The FDA has also approved a similar NovoCure device, NovoTTF-100L, for the treatment of mesothelioma in combination with chemotherapy. Aimed at cancers located in the torso, NovoTTF-100L increased the median overall survival in patients to 21.2 months, compared with 12.1 months for those receiving chemotherapy only. Multiple clinical trials for other cancers are under way using this device.
More than 2,700 patients in the U.S., Europe, Japan, and China have received or continue to use NovoCure's therapies. Their use has translated into $294 million in sales over the trailing 12 months (TTM) ending June 30. On Oct. 31, NovoCure will provide third-quarter results, and there's a chance we'll see the company's first profitable quarter.

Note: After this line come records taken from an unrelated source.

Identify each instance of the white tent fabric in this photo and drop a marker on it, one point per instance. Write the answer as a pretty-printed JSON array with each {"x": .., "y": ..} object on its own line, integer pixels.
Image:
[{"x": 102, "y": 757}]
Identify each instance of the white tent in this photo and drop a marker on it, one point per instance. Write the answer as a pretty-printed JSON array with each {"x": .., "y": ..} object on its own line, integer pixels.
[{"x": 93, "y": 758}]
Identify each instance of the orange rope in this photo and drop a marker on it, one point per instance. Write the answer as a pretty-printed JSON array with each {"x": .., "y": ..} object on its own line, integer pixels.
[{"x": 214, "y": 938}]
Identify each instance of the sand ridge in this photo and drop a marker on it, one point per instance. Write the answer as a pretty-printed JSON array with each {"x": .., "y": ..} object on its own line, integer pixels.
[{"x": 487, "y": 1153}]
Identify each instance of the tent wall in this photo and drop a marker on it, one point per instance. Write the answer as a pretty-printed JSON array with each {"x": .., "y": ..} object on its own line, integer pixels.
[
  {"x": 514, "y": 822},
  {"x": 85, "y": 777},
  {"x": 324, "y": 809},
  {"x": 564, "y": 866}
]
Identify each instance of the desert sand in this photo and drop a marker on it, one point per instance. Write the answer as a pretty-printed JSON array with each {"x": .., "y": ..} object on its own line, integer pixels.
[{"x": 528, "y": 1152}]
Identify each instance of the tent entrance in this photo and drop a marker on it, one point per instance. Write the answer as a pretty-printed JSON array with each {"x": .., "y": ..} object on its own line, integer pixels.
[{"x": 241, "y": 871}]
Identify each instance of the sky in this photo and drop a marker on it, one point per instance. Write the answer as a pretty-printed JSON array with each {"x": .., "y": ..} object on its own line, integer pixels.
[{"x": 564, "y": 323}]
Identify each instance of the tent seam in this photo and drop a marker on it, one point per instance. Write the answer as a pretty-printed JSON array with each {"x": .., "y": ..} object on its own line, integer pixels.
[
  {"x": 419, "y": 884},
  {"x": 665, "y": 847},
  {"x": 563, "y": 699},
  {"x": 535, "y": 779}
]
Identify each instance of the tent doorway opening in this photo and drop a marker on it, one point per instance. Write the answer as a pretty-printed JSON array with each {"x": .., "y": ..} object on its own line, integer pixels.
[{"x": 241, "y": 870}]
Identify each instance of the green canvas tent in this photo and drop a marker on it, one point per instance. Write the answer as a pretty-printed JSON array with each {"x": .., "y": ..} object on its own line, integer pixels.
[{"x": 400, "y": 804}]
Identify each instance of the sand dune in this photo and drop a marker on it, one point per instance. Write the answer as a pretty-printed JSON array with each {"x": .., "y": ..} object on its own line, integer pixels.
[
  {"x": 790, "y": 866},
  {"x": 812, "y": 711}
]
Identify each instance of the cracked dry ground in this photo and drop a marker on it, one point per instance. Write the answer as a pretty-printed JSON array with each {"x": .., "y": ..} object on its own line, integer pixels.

On the other hand, NovoCure's $7.3 billion market capitalization appears expensive. Using TTM revenue from last quarter, its price-sales ratio approaches 25. For context, an analysis of price-to-sales ratios from New York University's Stern School of Business reveals that as of January 2019, biotech and pharmaceutical companies traded in a range of 4 to 6. That said, and even accounting for last December's end-of-year market sell-off, NovoCure is a story of continuous growth in product use and sales. There's nothing wrong with paying a premium for steady growth.
Galapagos and argenx hold sufficient cash to achieve key milestones, including launching new drugs in the near future. NovoCure continues to generate sales while expanding the number of cancer patients who may benefit from its devices. Arguably, these mid-cap biotech companies have reduced both capital and development risks, providing attractive growth opportunities for investors, regardless of whether we're due for a recession.